Project description:SIGNIFICANCE:Head-mounted low vision devices have received considerable attention in recent years owing to rapidly developing technology, facilitating ease of use and functionality. Systematic clinical evaluations of such devices remain rare but are needed to steer future device development. PURPOSE:The purpose of this study was to investigate, in a multicenter prospective trial, the short- and medium-term effects of a head-worn vision enhancement device (eSight Eyewear). METHODS:Participants aged 13 to 75 years with stable vision (distance acuity, 20/60 to 20/400; visual field diameter >20°) were recruited across six sites. Data were collected at baseline (no device), at fitting (with device), and after 3 months of everyday use. Outcome measures were visual ability measured by the Veterans Affairs Low Vision Visual Functioning Questionnaire 48, distance acuity (Early Treatment Diabetic Retinopathy Study), reading performance (MNREAD chart), contrast sensitivity (MARS chart), face recognition, and a modified version of the Melbourne Low Vision Activities of Daily Living (ADL) Index.

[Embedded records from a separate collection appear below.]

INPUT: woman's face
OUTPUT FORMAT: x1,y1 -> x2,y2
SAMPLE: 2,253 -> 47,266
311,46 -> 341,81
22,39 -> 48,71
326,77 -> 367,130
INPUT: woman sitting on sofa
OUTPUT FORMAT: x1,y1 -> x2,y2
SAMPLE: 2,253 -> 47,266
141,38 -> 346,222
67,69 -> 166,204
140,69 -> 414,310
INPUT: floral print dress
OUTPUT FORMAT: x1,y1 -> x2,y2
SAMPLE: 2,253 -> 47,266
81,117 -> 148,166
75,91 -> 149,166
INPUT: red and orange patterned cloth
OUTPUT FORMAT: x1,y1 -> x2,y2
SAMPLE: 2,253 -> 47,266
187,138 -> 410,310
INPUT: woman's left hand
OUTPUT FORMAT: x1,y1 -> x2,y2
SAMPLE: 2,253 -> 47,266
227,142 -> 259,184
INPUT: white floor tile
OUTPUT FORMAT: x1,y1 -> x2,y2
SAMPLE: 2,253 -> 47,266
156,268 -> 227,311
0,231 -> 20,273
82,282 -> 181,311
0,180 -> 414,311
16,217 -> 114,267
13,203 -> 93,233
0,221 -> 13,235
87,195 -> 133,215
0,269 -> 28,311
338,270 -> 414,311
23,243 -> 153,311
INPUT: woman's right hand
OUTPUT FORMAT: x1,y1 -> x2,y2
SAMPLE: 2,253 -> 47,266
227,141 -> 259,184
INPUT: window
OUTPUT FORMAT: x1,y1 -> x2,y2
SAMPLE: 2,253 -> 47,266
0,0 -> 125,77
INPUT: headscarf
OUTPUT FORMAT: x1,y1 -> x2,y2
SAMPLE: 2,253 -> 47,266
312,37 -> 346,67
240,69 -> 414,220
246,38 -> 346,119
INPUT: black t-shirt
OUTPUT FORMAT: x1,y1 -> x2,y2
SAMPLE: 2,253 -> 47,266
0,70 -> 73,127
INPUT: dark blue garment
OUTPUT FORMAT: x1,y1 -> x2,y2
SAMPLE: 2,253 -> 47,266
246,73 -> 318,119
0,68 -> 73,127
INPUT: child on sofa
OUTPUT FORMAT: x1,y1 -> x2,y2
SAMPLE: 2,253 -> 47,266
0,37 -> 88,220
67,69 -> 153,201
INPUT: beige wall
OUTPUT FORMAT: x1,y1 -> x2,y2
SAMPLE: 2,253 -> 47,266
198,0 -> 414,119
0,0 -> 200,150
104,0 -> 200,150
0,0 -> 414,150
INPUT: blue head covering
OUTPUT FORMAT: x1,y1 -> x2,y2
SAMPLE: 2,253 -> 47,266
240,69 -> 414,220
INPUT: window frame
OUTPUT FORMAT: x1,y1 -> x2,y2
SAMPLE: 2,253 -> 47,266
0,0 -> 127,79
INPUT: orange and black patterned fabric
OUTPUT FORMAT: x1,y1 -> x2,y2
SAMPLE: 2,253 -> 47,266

RESULTS:Among the 51 participants, eSight introduction immediately improved distance acuity (0.74 ± 0.28 logMAR), contrast sensitivity (0.57 ± 0.53 log units), and critical print size (0.52 ± 0.43 logMAR), all P < .001, without any further change after 3 months; reading acuity improved at fitting (0.56 ± 0.35 logMAR) and by one additional line after 3 months, whereas reading speed only slightly increased across all three time points. The Melbourne ADL score and face recognition improved at fitting (P < .01) with trends toward further improvement at 3 months. After 3 months of use, Veterans Affairs Low Vision Visual Functioning Questionnaire 48 person measures (in logits) improved: overall, 0.84, P < .001; reading, 2.75, P < .001; mobility, 0.04, not statistically significant; visual information, 1.08, P < .001; and visual motor, 0.48, P = .02. CONCLUSIONS:eSight introduction yields immediate improvements in visual ability, with face recognition and ADLs showing a tentative benefit of further use. Overall, visual ability, reading, and visual information showed greatest benefit with device use. Further studies need to examine benefits of practice and training and possible differential effects of underlying pathology or baseline vision.